Given its origin, it’s ironic that the term “liberal” should have become a dirty word in the US. It’s derived from the Latin word liber meaning to be “free”, so you’d think that a nation that was willing to make great sacrifices in the name of freedom must be full of liberals wouldn’t you? Not so apparently, which makes me wonder what all that talk about encouraging democracy and freedom is all about.

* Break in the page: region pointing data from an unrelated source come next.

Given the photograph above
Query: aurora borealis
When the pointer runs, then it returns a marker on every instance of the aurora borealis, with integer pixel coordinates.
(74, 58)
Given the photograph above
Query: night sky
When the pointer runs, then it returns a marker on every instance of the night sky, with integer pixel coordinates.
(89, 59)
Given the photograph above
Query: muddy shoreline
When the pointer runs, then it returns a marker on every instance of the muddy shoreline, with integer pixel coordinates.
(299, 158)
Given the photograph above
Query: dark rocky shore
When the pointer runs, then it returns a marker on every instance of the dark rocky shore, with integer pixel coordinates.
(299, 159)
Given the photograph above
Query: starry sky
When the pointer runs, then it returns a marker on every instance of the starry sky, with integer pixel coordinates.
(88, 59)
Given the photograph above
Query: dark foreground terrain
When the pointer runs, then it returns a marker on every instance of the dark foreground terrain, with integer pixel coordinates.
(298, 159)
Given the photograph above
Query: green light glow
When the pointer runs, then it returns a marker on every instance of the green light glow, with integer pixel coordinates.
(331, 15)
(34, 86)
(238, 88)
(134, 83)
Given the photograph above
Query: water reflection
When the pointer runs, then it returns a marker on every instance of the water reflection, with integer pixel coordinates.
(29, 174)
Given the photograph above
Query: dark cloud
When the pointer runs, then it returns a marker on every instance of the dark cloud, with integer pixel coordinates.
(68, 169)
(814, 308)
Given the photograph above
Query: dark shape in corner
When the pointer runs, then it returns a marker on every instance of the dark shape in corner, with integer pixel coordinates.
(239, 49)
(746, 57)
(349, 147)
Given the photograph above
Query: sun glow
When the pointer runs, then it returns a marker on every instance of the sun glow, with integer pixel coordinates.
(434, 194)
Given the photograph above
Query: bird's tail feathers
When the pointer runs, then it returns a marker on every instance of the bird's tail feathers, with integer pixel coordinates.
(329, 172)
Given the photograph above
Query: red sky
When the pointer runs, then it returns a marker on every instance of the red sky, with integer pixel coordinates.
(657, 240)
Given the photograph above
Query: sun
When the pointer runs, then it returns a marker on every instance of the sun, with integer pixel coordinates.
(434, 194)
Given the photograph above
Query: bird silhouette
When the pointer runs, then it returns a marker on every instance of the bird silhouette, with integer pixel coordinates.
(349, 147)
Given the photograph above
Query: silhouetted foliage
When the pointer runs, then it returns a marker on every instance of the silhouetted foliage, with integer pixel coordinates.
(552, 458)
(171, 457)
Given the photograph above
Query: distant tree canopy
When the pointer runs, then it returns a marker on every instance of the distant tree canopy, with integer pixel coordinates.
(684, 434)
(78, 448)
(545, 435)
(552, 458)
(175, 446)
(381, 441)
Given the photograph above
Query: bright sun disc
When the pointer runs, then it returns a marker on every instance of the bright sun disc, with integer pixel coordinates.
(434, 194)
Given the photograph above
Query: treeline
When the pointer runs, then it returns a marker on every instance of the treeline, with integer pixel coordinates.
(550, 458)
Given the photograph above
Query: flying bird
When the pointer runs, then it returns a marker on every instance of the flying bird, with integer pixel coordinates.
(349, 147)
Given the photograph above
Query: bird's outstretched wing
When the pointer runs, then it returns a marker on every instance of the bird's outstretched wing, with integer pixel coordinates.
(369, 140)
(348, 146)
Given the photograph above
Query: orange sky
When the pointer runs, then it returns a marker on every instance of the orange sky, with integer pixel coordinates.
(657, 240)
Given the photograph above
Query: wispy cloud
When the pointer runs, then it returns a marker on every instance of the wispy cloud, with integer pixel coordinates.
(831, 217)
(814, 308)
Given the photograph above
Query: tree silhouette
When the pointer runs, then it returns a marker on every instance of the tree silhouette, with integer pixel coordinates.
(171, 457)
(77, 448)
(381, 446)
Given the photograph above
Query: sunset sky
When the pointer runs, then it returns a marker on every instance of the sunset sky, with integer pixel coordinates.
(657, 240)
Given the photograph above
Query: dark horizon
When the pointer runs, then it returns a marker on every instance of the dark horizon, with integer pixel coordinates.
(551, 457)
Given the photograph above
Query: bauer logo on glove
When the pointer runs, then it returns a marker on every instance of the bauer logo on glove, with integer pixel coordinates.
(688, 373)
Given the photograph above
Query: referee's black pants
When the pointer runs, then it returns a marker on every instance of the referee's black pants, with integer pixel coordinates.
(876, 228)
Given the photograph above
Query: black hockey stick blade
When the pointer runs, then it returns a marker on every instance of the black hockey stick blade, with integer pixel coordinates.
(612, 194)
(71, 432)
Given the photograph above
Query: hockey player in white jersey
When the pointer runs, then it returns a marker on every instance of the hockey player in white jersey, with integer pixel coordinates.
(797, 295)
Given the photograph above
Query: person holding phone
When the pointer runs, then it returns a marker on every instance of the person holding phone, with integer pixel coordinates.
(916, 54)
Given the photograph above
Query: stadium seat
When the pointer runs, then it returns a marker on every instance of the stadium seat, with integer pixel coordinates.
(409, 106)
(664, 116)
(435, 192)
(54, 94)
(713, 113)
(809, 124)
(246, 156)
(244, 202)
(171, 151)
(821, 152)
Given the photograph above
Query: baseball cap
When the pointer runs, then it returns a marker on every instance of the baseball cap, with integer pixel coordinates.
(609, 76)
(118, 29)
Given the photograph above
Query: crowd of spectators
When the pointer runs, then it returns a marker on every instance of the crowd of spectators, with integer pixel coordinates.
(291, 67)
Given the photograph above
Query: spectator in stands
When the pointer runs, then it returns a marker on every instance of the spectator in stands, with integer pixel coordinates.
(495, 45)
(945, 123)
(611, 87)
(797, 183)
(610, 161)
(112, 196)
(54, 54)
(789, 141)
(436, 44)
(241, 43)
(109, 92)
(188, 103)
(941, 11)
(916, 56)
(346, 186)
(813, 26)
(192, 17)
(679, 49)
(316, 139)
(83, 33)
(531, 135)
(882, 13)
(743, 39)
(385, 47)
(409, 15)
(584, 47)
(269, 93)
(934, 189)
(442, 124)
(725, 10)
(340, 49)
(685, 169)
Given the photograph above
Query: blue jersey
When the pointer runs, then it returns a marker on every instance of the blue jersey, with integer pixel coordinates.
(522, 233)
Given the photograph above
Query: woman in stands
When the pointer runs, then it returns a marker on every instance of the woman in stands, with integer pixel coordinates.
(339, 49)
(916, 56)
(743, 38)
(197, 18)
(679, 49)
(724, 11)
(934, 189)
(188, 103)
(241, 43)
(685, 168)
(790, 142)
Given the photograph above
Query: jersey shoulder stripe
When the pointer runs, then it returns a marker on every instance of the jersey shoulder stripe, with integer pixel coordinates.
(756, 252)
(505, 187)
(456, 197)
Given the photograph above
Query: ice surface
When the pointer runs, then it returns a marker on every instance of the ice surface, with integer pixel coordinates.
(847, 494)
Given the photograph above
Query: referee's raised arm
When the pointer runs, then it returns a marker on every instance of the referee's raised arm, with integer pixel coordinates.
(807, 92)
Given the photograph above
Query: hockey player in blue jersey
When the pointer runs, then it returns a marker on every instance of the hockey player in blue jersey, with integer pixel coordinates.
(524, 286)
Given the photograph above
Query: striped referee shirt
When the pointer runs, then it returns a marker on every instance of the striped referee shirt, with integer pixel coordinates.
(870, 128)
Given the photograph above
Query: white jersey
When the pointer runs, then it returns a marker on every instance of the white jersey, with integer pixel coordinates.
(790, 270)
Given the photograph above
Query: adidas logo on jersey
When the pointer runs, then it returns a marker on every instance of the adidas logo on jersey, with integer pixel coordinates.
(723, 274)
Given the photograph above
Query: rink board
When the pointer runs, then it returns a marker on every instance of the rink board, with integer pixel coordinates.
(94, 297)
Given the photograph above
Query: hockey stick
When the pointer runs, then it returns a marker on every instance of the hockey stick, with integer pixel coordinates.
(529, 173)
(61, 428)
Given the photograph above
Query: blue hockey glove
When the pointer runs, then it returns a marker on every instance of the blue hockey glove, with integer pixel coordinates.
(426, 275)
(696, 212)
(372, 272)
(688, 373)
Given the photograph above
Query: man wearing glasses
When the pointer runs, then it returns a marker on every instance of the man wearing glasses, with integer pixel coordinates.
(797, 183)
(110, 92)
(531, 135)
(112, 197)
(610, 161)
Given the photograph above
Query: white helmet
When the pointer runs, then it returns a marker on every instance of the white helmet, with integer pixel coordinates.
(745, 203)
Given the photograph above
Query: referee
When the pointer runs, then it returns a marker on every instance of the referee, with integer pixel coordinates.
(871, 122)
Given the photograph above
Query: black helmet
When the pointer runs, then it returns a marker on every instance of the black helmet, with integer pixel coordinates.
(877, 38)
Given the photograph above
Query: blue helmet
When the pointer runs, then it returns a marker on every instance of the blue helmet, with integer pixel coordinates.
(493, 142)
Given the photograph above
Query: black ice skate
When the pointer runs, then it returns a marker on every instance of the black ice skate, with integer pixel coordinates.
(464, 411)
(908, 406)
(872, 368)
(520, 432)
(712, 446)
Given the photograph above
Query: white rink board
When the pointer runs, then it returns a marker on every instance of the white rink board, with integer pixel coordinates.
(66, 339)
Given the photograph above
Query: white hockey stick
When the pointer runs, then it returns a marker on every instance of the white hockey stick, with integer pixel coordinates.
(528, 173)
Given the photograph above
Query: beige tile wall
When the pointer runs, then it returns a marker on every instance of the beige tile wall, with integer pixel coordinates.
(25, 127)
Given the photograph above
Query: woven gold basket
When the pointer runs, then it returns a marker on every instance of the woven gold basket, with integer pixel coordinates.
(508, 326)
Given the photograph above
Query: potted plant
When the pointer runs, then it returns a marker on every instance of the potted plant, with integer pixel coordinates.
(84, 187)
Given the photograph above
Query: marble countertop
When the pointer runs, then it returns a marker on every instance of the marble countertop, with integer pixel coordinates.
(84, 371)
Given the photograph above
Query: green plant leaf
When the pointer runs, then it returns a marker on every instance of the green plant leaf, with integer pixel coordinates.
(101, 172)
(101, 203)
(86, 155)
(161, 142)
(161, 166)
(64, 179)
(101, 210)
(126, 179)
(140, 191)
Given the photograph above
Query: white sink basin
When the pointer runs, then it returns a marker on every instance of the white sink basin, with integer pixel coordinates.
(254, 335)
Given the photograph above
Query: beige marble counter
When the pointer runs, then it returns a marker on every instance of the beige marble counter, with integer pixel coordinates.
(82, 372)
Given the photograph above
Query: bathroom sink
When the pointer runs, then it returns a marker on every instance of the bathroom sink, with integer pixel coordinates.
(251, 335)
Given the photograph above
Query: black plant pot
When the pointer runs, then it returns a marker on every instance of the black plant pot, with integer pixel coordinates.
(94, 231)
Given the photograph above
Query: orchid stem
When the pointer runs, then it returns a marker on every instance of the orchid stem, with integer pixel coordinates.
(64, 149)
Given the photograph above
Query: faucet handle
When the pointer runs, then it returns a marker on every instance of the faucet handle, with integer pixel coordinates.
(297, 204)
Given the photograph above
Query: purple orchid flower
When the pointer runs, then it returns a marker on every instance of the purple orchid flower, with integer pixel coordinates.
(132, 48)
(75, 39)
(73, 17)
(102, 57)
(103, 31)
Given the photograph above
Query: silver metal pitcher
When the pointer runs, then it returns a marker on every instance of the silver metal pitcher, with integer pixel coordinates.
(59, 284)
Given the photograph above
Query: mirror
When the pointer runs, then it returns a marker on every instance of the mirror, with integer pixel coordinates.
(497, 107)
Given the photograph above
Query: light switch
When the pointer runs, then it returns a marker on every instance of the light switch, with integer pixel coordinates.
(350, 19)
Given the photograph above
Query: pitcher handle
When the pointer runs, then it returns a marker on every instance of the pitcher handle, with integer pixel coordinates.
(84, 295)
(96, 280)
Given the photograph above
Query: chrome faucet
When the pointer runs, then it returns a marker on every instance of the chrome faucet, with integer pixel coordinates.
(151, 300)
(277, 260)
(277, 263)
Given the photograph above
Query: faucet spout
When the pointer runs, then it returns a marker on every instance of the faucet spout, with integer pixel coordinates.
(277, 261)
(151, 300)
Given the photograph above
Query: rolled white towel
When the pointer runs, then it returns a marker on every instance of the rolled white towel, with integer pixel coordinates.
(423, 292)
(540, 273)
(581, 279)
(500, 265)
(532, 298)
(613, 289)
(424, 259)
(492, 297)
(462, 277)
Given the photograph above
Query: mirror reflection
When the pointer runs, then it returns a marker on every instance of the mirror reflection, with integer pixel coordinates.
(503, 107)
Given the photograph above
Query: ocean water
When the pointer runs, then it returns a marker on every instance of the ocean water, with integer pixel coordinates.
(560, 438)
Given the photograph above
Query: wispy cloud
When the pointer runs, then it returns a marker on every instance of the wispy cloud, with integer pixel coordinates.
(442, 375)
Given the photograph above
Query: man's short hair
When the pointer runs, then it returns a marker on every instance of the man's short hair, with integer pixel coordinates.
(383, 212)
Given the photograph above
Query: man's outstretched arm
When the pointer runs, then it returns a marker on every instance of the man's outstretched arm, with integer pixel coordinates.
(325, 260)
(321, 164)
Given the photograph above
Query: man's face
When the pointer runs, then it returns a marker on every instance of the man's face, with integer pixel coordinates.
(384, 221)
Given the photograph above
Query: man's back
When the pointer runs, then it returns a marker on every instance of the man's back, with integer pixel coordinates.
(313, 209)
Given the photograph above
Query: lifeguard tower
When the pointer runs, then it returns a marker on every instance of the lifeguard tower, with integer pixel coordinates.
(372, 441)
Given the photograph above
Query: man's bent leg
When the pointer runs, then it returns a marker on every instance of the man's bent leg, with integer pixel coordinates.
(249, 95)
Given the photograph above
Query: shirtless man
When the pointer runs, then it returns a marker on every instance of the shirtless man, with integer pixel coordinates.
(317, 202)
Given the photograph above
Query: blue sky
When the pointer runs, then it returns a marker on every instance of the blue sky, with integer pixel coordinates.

The Online Etymology Dictionary has an entry for “liberal” and it’s quite interesting:
liberal (adj.)
c.1375, from O.Fr. liberal “befitting free men, noble, generous,” from L. liberalis “noble, generous,” lit. “pertaining to a free man,” from liber “free,” from PIE base *leudheros (cf. Gk. eleutheros “free”), probably originally “belonging to the people” (though the precise semantic development is obscure), from *leudho- “people” (cf. O.C.S. ljudu, Lith. liaudis, O.E. leod, Ger. Leute “nation, people”). Earliest reference in Eng. is to the liberal arts (L. artes liberales; see art (n.)), the seven attainments directed to intellectual enlargement, not immediate practical purpose, and thus deemed worthy of a free man (the word in this sense was opposed to servile or mechanical). Sense of “free in bestowing” is from 1387. With a meaning “free from restraint in speech or action” (1490) liberal was used 16c.-17c. as a term of reproach. It revived in a positive sense in the Enlightenment, with a meaning “free from prejudice, tolerant,” which emerged 1776-88. Purely in ref. to political opinion, “tending in favor of freedom and democracy” it dates from c.1801, from Fr. lib
I love these definitions so much that if I get enough energy I might have to steal them and post my entry on them.